5. (U) Plusieurs ONG et think tanks ont récemment tenu des séminaires et des débats sur les réformes au Yémen. Par exemple, l’Institut du Yémen pour le développement démocratique [The Yemeni Institute For Developing Democracy] (YIDD) a tenu un atelier fin avril, en présence des partis politiques, des journalistes et autres intellectuels où le Ministre des Affaires Etrangères s’est exprimé. Le teneur du discours s’est centrée autour de l’alimentation de la réforme au sein du Yémen, tout en ne permettant pas que la réforme soit imposée de l’extérieur. Un leader éminent du think tank, Dr.
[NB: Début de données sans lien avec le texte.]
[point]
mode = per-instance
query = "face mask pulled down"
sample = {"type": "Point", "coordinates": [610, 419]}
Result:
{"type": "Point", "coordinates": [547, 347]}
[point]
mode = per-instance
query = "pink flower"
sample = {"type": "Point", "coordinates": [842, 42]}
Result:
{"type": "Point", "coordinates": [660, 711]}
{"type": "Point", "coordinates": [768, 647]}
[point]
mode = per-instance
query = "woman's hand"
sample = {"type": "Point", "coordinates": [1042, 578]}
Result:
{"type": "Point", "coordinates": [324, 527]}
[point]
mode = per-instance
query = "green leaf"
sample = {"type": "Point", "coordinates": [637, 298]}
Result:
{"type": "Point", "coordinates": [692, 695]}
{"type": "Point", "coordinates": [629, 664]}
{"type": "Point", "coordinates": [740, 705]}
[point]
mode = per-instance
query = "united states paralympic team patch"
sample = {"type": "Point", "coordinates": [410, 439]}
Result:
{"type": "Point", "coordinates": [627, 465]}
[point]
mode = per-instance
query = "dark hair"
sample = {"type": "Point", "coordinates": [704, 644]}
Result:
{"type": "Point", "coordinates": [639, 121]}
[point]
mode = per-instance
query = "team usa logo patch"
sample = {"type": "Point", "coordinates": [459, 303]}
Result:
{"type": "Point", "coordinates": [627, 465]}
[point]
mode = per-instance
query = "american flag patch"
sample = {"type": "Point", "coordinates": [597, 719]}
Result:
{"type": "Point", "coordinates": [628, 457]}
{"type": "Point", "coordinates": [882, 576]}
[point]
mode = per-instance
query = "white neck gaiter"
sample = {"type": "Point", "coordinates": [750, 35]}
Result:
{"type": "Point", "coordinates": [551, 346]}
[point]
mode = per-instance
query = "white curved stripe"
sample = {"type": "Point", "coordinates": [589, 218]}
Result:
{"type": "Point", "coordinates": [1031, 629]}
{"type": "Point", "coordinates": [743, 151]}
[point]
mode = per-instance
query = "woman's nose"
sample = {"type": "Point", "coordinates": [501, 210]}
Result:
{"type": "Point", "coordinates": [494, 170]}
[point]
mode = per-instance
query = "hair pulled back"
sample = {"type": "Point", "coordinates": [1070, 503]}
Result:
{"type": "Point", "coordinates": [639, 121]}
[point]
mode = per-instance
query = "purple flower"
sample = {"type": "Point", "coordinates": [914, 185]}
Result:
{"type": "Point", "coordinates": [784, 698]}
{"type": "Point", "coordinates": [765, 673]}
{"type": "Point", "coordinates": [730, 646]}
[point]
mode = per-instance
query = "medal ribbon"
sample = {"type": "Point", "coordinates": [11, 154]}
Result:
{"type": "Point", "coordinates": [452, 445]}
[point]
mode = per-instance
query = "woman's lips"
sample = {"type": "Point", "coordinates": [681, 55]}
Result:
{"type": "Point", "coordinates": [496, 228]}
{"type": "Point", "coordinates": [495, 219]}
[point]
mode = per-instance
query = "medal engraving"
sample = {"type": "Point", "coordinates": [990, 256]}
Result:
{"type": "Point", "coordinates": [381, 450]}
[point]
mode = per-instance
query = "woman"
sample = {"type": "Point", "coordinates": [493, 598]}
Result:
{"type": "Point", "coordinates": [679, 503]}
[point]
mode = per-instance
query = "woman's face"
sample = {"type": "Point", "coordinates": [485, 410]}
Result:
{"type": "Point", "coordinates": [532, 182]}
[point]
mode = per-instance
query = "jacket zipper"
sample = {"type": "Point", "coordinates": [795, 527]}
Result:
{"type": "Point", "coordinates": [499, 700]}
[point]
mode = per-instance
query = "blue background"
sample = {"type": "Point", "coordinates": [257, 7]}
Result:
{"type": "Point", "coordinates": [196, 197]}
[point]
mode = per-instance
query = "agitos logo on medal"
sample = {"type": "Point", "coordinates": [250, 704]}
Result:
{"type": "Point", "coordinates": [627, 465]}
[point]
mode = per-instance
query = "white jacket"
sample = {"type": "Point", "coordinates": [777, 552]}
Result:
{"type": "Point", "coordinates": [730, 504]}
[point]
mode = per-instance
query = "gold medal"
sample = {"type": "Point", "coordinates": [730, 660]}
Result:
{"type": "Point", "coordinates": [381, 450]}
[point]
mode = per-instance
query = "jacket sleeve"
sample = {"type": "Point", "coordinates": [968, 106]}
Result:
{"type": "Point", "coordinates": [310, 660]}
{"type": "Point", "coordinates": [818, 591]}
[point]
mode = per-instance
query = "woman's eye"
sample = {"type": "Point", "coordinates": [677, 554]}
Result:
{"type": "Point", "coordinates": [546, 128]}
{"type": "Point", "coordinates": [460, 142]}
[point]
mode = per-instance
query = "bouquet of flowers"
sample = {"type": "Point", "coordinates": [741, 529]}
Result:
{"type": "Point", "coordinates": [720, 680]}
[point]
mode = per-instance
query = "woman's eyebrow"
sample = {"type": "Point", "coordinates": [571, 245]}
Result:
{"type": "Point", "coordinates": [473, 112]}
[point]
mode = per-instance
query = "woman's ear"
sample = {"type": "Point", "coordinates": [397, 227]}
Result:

Fares al-Saqqaf, a tenu des discussions avec le gouvernement, l’opposition et des Yéménites non-partisans, avec des Emboffs, ou Embassy Officers [Officiers d’Ambassade], invités à écouter. Même si quelques références ont été faites à l’absence de solutions entre Israël-Palestine dans l’initiative et au rejet de la réforme venant de l’extérieur, la grande partie de la discussion s’est pratiquement concentré sur ​​les réformes nécessaires au sein du Yémen. Le Dr. al-Saqqaf a dit au représentant Pol/Econ [Economie Politique] qu’il a formé un comité de leaders venant du gouvernement, des partis politiques et des ONG, incluant le Vice-Ministre des Affaires Etrangères Mustafa Noman (ref b), afin de formuler une « Initiative nationale pour la réforme politique. »
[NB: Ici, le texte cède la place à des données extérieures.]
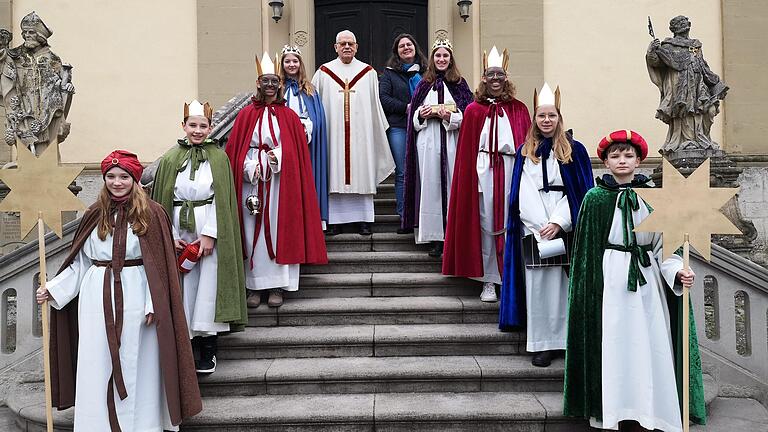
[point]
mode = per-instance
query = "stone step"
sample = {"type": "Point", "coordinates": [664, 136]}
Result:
{"type": "Point", "coordinates": [370, 341]}
{"type": "Point", "coordinates": [385, 204]}
{"type": "Point", "coordinates": [378, 242]}
{"type": "Point", "coordinates": [364, 412]}
{"type": "Point", "coordinates": [347, 375]}
{"type": "Point", "coordinates": [382, 285]}
{"type": "Point", "coordinates": [376, 310]}
{"type": "Point", "coordinates": [381, 223]}
{"type": "Point", "coordinates": [376, 262]}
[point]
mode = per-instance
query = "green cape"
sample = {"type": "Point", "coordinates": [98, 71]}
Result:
{"type": "Point", "coordinates": [230, 294]}
{"type": "Point", "coordinates": [583, 368]}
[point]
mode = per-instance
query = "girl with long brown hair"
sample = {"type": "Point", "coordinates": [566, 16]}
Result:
{"type": "Point", "coordinates": [301, 97]}
{"type": "Point", "coordinates": [117, 311]}
{"type": "Point", "coordinates": [434, 118]}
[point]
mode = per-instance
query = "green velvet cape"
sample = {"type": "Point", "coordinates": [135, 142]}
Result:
{"type": "Point", "coordinates": [230, 294]}
{"type": "Point", "coordinates": [583, 368]}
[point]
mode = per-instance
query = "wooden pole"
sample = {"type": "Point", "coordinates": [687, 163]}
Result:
{"type": "Point", "coordinates": [686, 338]}
{"type": "Point", "coordinates": [46, 329]}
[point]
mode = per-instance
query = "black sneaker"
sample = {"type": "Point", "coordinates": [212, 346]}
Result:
{"type": "Point", "coordinates": [365, 228]}
{"type": "Point", "coordinates": [206, 366]}
{"type": "Point", "coordinates": [437, 250]}
{"type": "Point", "coordinates": [543, 358]}
{"type": "Point", "coordinates": [333, 230]}
{"type": "Point", "coordinates": [207, 363]}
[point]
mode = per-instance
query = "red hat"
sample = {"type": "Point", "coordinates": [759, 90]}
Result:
{"type": "Point", "coordinates": [623, 136]}
{"type": "Point", "coordinates": [125, 160]}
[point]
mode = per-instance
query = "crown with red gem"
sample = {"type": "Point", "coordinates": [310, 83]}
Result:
{"type": "Point", "coordinates": [291, 49]}
{"type": "Point", "coordinates": [442, 43]}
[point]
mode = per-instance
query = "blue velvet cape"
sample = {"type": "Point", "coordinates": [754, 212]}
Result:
{"type": "Point", "coordinates": [577, 179]}
{"type": "Point", "coordinates": [318, 146]}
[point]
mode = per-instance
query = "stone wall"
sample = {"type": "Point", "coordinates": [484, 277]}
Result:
{"type": "Point", "coordinates": [753, 203]}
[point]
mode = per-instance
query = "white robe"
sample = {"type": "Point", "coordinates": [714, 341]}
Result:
{"type": "Point", "coordinates": [370, 157]}
{"type": "Point", "coordinates": [295, 103]}
{"type": "Point", "coordinates": [266, 273]}
{"type": "Point", "coordinates": [546, 288]}
{"type": "Point", "coordinates": [638, 371]}
{"type": "Point", "coordinates": [506, 146]}
{"type": "Point", "coordinates": [145, 409]}
{"type": "Point", "coordinates": [200, 285]}
{"type": "Point", "coordinates": [430, 222]}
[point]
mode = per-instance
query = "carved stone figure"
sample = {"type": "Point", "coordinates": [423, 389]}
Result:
{"type": "Point", "coordinates": [35, 88]}
{"type": "Point", "coordinates": [690, 91]}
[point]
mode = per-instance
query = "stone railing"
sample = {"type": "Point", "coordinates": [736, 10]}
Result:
{"type": "Point", "coordinates": [730, 300]}
{"type": "Point", "coordinates": [20, 327]}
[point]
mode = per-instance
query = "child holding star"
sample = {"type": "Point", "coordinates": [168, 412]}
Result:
{"type": "Point", "coordinates": [624, 355]}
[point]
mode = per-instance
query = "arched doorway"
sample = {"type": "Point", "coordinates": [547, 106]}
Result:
{"type": "Point", "coordinates": [375, 24]}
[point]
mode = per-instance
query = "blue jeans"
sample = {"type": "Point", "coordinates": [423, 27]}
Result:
{"type": "Point", "coordinates": [396, 137]}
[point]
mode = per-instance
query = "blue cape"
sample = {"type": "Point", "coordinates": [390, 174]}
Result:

6. (C) Un leader important d’ONG, Izzedine al-Asbahi, de l’Information and Training Center for Human Rights [Centre pour l’Information et la Formation aux Droits de l’Homme] (HRITC), a fait écho à plusieurs autres interlocuteurs quand il a dit représentant de l’Economie Politique qu’il était soucieux du fait que les récents scandales concernant des abus à Abou Ghraib ont amoindri la crédibilité des Etats-Unis dans la promotion des réformes, et qu’il considèrait cela comme une évolution décevante pour la région.
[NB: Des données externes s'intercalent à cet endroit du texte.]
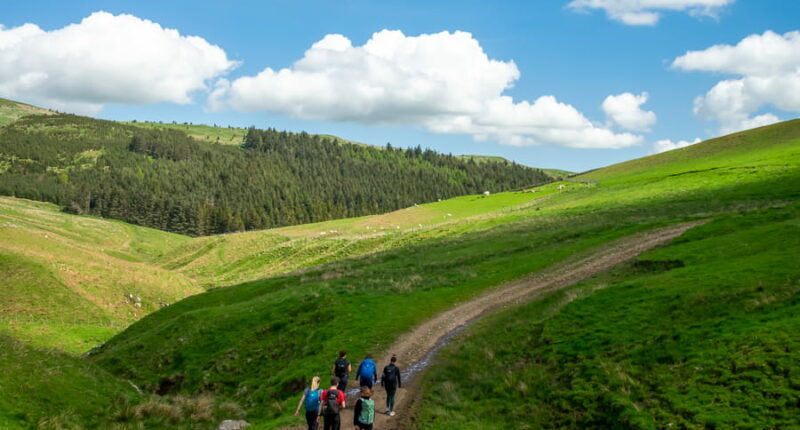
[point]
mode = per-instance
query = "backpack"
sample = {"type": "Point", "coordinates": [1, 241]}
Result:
{"type": "Point", "coordinates": [367, 369]}
{"type": "Point", "coordinates": [332, 403]}
{"type": "Point", "coordinates": [390, 375]}
{"type": "Point", "coordinates": [341, 367]}
{"type": "Point", "coordinates": [367, 415]}
{"type": "Point", "coordinates": [312, 400]}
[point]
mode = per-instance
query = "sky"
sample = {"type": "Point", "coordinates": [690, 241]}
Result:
{"type": "Point", "coordinates": [569, 84]}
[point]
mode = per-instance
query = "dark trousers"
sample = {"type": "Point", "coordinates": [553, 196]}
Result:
{"type": "Point", "coordinates": [311, 420]}
{"type": "Point", "coordinates": [342, 383]}
{"type": "Point", "coordinates": [391, 390]}
{"type": "Point", "coordinates": [366, 381]}
{"type": "Point", "coordinates": [332, 422]}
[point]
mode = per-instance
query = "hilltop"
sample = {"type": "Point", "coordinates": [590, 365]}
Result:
{"type": "Point", "coordinates": [165, 179]}
{"type": "Point", "coordinates": [11, 111]}
{"type": "Point", "coordinates": [207, 341]}
{"type": "Point", "coordinates": [227, 348]}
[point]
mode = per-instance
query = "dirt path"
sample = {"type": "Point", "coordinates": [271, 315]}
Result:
{"type": "Point", "coordinates": [414, 349]}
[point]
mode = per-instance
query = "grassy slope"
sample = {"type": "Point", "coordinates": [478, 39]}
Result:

7. (U) Les partis politiques de l’opposition ont profité de l’occasion présentée par le GMEI [Greater Middle East Initiative] pour faire pression sur le ROYG pour la poursuite d’une réforme au sein du Yémen, bien que la plupart des partis ont rejeté publiquement toutes les initiatives de réforme venant de l’Occident. Le Parti Socialiste du Yémen (YSP) est le plus favorable parmi les partis politiques. Le Secrétaire général du YSP [Parti Socialiste du Yémen], Ali Saleh Obad Muqbil, était cité dans un discours prononcé à son Comité Central le 6/05 (publié dans le journal du parti), « cette proposition créée par les initiatives internationales en faveur des réformes dans la région fournit une occasion précieuse pour la volonté de réforme et de changement aux niveaux nationaux de tous les Etats arabes et musulmans. Par conséquent, nous devons nous précipiter pour saisir le moment afin de générer une importante force de pression pour accomplir des réformes réelles. » Les dirigeants du YSP [Parti Socialiste du Yémen] à Taiz, la troisième plus grande ville du Yémen, ont fait écho à ce sentiment au représentant de l’Economie Politique, en remarquant que la pression venant de l’extérieur était utile dans leur lutte pour la réforme du Yémen, mais ont aussi exprimé l’espoir que les initiatives seraient mises en pratique, et non simplement rhétoriques. Le deuxième plus grand parti d’opposition Islah a affiché un scepticisme au niveau central sur la question de savoir si le GME [Greater Middle East] « mettrait fin au soutien du régime ou aux demandeurs de réforme », tandis que les modérés d’Islah à Taiz ont exprimé un soutien prudent au représentant de l’Economie Politique.

COMMENTAIRE

8. (C) Les interlocuteurs de l’Ambassade semblent divisés entre la volonté de soutenir le GMEI, ou Greater Middle East Initiative  [Initiative sur le Grand Moyen-Orient] pour leurs propres raisons, à savoir l’arrosage des graines de la réforme du Yémen, et le fait d’être réticents à soutenir toute initiative qui vienne de l’extérieur. Plusieurs ont remarqué un manque décisif de crédibilité découlant du scandale récent des abus de la prison en Irak et de l’absence de la question palestinienne. L’exploration généralisée de l’agenda des réformes provient tout de même probablement d’une volonté typiquement yéménite d’avoir des calculs politiques pratiques, internes et externes, et le désir du Yémen de maintenir ce qu’il perçoit comme son leadership dans la réforme politique de la région. Fin de commentaire.